GYPC [2] (Chr 2: 127413870-127413996) methylation test the Area (AUC) of the working curve ROC of subjects identified endometrial cancer was 0.895.
ZSCAN12[1] (Chr 6: 28367484-28367600) methylation test identifies a subject with endometrial cancer with an area of working curve ROC (AUC) of 0.906.
ZSCAN12[2] (Chr 6: 28367510-28367631) methylation test identifies a subject with endometrial cancer with an area of working curve ROC (AUC) of 0.897.
LPP 2 (Chr 3: 188157018-188157138) methylation test identifies a subject with endometrial cancer with an Area (AUC) of the working curve ROC of 0.881.
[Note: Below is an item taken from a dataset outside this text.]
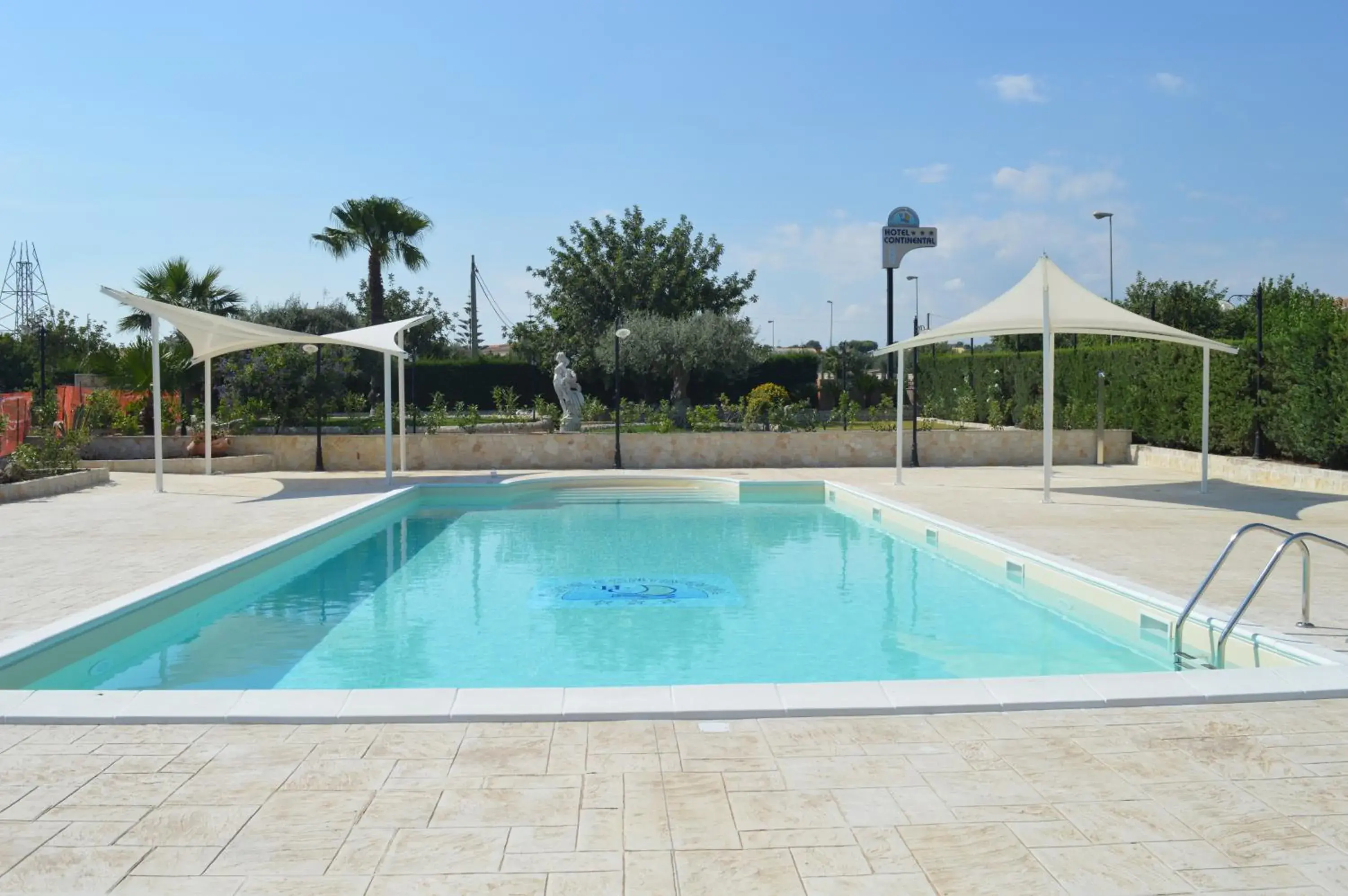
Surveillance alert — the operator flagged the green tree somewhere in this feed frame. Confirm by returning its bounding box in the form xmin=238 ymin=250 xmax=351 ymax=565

In paraffin tissue section specimens, the ability of the primer probe reagent of the present application to identify endometrial cancer and atypical hyperplasia is shown in fig. 3 (a) -3 (g), and analyzed as follows:
the ZBTB38[1] (Chr 3: 141130440-141130560) methylation test identified an area of the subject working curve ROC for endometrial cancer and atypical hyperplasia (AUC) of 0.995; the critical value of negative and positive of the methylation test result of the target region of the gene is delta Cp=8.0, delta Cp is less than or equal to 8.0, and the result is judged to be positive; the positive rate in endometrial cancer specimens was 100.0% (46/46), in endometrial atypical hyperplasia specimens was 83.3% (25/30), and in endometrial benign specimens was 0.0% (0/20).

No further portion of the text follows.